Ares & Aphrodite & Adonis & The Phoenix

Eros was out with Aphrodite, and the Goddess commented on the body of Ares as He practised His battle exercises, and pondered out loud to Her friend how exciting it would be to be in his arms and beneath Him. You see, as much as She loved and took satisfaction from doting on Her husband, Hephaistos, while the Smith of the Theoi had great arms, that was about it — he was dwarven and his spine crooked, and His face so far from conventionally attractive that His own parthenogenic mother was said to have thrown the quasimodian child from Olympos, crippling Him. Aphrodite alone saw a beauty in Him beyond the gifts He fashioned for Her, and truly loved Him, but He was merely a good husband: Reliable, well-providing, and They shared a bond almost familial. Ares, on the other hand, She suggested to Eros, would make a magnificient lover: Exciting, daring, and what She’d heard from mortal women was that what soldiers lacked in money, skills, and conversation, they made up for in bed.

Eros remarked that it was near Her birthday, and so if Ares was what She wanted….

Ares then approached the pair and poked fun at Eros’ delicate features and small arrows when compared to his own javelin.

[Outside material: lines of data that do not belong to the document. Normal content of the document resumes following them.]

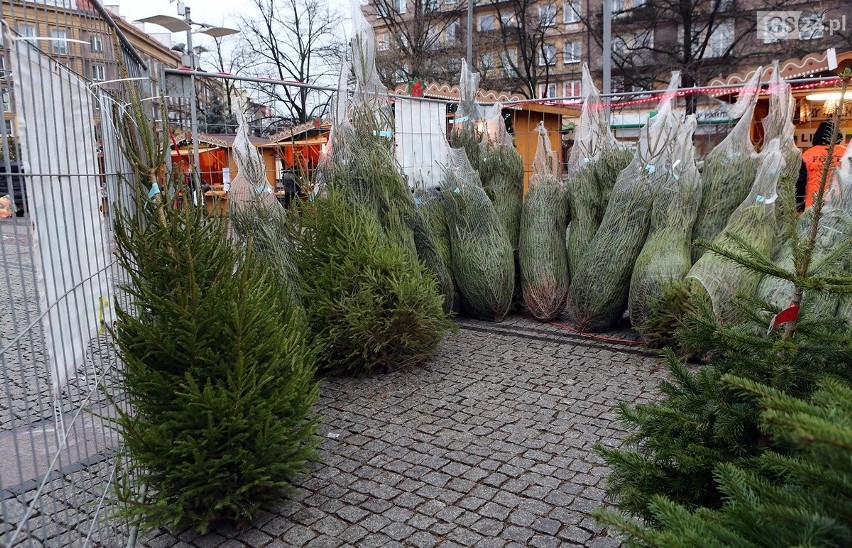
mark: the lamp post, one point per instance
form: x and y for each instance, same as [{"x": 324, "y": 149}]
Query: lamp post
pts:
[{"x": 176, "y": 25}]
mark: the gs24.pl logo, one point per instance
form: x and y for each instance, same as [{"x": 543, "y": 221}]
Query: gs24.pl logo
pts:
[{"x": 774, "y": 26}]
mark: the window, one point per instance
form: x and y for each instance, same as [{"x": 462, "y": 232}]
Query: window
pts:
[
  {"x": 433, "y": 39},
  {"x": 571, "y": 53},
  {"x": 98, "y": 73},
  {"x": 546, "y": 91},
  {"x": 453, "y": 33},
  {"x": 547, "y": 15},
  {"x": 571, "y": 12},
  {"x": 619, "y": 45},
  {"x": 60, "y": 44},
  {"x": 27, "y": 31},
  {"x": 486, "y": 60},
  {"x": 97, "y": 43},
  {"x": 811, "y": 26},
  {"x": 720, "y": 40},
  {"x": 508, "y": 19},
  {"x": 487, "y": 22},
  {"x": 571, "y": 88},
  {"x": 509, "y": 59},
  {"x": 548, "y": 55}
]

Eros’ then pulled one from His quiver and wished it an absurd weight for its metal. He handed it to Ares, saying, “This one is far heavier than it looks, try it and see.” Ares scoffed, and took the arrow, which he quickly learned surely must outweigh his own weapon in spite of being less than a third the length and a quarter its thickness. Realising He’d been tricked, his face became sour and he attempted to return it, saying, “It is too heavy, take it back.” Eros replied, “Keep it, it is a gift”, and Aphrodite smiled when Ares threw the empowered arrow to the ground in frustration, scratching His own foot with it as it landed.

The affair was conducted as any illicit affair, which for Aphrodite always remained exciting and worth every second They risked exposure — while Zeus’ affairs were no secret, as a married woman, Aphrodite was held to greater expectations of fidelity, and while She loathed the double-standard, She revelled in the excitement it created, always unsure of whether She feared or yearned for the affair to be found out.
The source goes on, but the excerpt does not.